Vorbemerkungen zu den Gutachten

Diese Informationsplattform basiert auf den beiden denkmalpflegerischen Gutachten der Büros Winfried Brenne Architekten (Gebäude) und der Garten- und Landschaftsarchitektin Katrin Lesser (Private Gärten- und Freiflächen). Alle für die konkrete Bearbeitungen von Fragen rund um die Erhaltung und Pflege einzelner Häuser, Gärten und Wohnungen notwendigen Informationen sollen innerhalb der Informationsplattform abrufbar sein. Die Büros gehen im Vorwort des jeweiligen Gutachtens und zum Gebrauch von den innerhalb der Plattform gezeigten Informationen von folgenden Voraussetzungen aus.
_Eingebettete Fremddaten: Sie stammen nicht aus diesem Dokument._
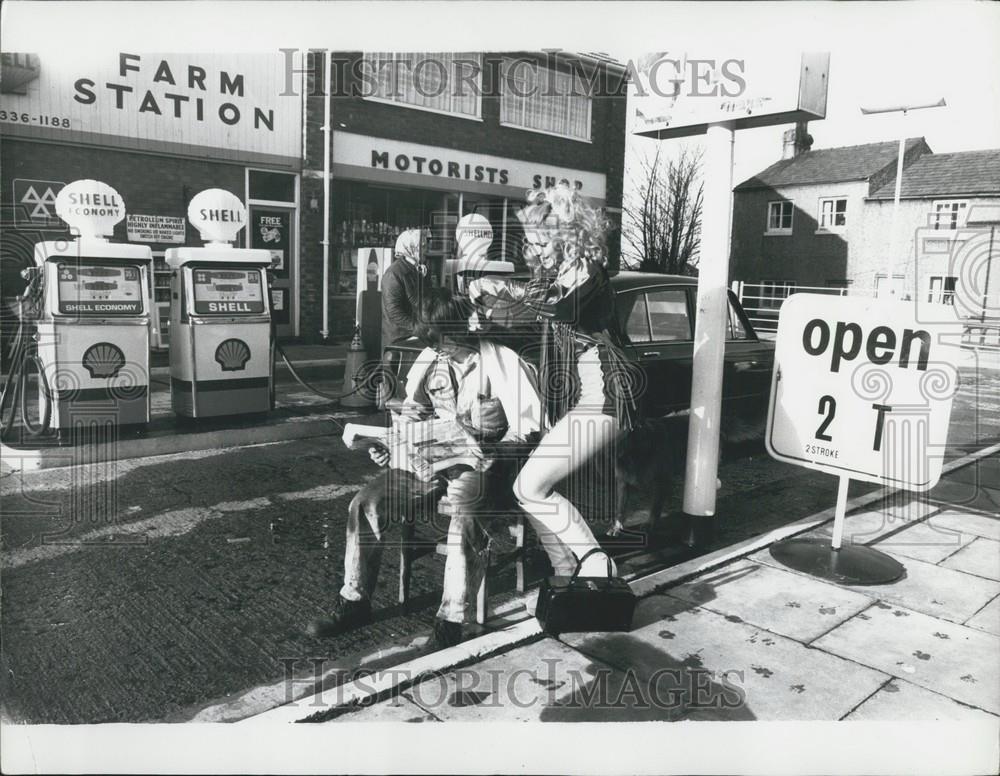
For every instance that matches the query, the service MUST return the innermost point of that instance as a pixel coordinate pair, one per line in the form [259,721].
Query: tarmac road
[166,584]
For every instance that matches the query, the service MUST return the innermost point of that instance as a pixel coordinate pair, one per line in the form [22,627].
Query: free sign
[862,388]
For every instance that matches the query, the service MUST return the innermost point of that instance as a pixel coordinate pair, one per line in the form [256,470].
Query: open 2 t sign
[863,389]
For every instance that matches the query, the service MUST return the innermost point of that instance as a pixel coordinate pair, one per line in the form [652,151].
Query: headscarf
[408,245]
[561,227]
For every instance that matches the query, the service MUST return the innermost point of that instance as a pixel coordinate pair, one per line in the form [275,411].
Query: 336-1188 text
[25,118]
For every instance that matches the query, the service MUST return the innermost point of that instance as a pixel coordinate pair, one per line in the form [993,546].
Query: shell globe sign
[677,96]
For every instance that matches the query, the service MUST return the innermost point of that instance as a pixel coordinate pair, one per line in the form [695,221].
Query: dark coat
[403,288]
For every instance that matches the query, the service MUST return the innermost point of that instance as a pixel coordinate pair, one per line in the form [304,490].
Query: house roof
[829,165]
[932,176]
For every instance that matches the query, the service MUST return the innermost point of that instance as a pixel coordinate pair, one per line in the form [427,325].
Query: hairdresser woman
[566,241]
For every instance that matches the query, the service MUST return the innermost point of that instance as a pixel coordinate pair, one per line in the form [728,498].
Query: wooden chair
[507,515]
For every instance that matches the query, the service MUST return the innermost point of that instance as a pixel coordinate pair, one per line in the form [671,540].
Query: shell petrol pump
[93,315]
[221,338]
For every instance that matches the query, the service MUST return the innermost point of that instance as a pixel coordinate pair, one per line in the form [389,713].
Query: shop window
[443,82]
[779,217]
[941,289]
[949,214]
[538,98]
[833,214]
[272,186]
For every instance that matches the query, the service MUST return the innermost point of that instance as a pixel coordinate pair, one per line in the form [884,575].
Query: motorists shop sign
[862,388]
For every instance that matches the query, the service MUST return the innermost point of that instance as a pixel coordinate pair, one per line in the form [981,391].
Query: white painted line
[72,475]
[18,460]
[404,675]
[164,525]
[684,571]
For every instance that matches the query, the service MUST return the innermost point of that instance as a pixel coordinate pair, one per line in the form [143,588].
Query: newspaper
[425,448]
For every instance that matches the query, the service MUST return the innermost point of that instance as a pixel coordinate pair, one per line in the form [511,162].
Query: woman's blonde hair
[560,224]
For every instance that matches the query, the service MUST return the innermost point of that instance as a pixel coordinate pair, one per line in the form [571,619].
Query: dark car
[655,327]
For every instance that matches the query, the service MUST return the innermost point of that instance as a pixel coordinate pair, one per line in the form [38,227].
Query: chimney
[795,141]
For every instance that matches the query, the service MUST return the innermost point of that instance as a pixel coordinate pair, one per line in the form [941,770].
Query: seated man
[488,390]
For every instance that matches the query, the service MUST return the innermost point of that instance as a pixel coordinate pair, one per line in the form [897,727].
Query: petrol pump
[221,341]
[94,318]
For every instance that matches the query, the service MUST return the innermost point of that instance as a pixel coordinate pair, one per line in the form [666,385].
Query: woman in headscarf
[404,286]
[595,386]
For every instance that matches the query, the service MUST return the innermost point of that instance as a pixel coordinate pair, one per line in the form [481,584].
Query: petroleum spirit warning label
[94,289]
[863,388]
[228,291]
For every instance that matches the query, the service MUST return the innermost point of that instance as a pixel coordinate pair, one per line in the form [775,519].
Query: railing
[762,301]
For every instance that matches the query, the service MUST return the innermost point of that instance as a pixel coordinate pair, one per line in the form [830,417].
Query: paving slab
[775,599]
[397,709]
[925,541]
[900,701]
[981,557]
[967,522]
[868,525]
[543,681]
[987,619]
[777,677]
[927,588]
[962,663]
[962,494]
[985,471]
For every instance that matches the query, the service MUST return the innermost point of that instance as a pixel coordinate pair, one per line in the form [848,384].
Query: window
[735,328]
[942,289]
[440,82]
[882,285]
[833,213]
[779,217]
[774,292]
[668,315]
[544,100]
[948,214]
[936,245]
[637,323]
[657,316]
[271,186]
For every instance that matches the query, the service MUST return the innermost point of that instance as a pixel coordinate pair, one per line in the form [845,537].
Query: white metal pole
[839,513]
[327,74]
[893,237]
[710,325]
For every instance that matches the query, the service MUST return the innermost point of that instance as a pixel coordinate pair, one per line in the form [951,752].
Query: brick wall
[605,154]
[804,256]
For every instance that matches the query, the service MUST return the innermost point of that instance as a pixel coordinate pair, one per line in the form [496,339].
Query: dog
[652,456]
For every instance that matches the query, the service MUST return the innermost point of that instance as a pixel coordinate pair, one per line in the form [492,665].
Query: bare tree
[662,215]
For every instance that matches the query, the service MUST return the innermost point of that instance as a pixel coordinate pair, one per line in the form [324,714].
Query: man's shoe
[345,616]
[447,634]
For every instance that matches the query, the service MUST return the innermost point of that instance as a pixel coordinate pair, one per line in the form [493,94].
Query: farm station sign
[167,102]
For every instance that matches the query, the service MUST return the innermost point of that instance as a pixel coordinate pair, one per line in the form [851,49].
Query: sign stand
[855,564]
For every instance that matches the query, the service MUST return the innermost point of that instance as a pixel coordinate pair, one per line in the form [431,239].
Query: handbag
[574,604]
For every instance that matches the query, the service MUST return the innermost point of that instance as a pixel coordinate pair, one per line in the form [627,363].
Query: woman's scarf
[408,246]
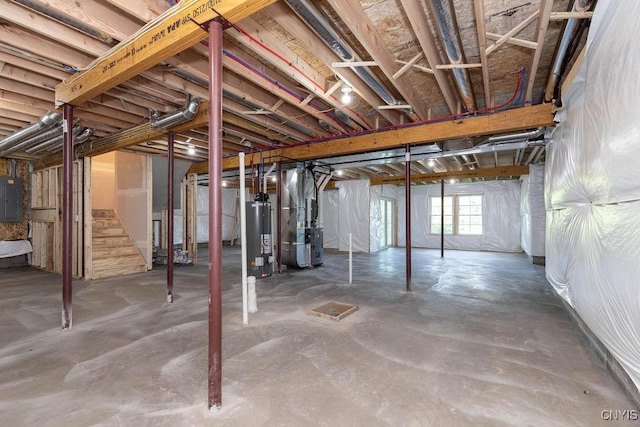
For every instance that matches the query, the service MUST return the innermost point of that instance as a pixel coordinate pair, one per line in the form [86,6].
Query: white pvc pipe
[243,241]
[266,177]
[323,183]
[350,261]
[253,297]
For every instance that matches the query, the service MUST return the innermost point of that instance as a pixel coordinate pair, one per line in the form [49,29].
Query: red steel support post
[442,218]
[407,184]
[67,219]
[170,218]
[215,214]
[279,184]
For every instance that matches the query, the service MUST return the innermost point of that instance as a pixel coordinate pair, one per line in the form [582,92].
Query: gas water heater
[259,241]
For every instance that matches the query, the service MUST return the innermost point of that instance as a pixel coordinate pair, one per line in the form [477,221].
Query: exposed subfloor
[481,341]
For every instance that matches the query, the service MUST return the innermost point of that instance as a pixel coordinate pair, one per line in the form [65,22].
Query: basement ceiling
[285,70]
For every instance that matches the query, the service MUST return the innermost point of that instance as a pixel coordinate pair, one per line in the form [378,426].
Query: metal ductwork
[45,122]
[322,27]
[51,141]
[180,116]
[445,18]
[510,137]
[34,140]
[563,46]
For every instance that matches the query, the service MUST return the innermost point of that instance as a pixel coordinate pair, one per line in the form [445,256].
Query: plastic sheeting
[331,218]
[9,248]
[376,194]
[532,211]
[501,217]
[353,208]
[592,187]
[229,196]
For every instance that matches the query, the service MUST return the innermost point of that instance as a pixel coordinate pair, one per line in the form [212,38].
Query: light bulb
[346,94]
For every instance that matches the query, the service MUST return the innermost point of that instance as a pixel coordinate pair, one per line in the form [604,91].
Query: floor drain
[333,310]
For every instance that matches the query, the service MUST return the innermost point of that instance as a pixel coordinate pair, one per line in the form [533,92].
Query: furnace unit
[259,243]
[302,239]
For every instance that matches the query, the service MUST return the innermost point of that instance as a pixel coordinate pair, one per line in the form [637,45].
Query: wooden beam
[559,16]
[363,29]
[163,38]
[571,75]
[506,121]
[467,173]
Vorbemerkungen zu den Gärten und Freianlagen

Zu allen öffentlichen, dem Bezirk gehörenden Freiflächen werden innerhalb der Informationsplattform keine Vorgaben gemacht. Das 2003 erstellte Gutachten zum historischen Bestand der Freianlagen hat zwar auch zu diesen Flächen eine gartendenkmalpflegerische Untersuchung vorgelegt. Die aktuelle Planung für die bauliche Umsetzung ist aber nicht Gegenstand der damaligen Untersuchung, sondern wird vom Bezirk oder von ihm beauftragten Dritten geplant und moderiert.


Vorbemerkungen zu den Grundrissen und Schnitten

Auf Grundlage der Bauakten sind die Grundrisse unterschieden worden. Kriterien hierfür waren die qm-Zahlen und Anzahl der Räume. Für den Bauabschnitt VI gibt es bei den Einfamilienreihenhäusern drei, und bei den Geschosswohnungen vier Hauptgrundrisstypen.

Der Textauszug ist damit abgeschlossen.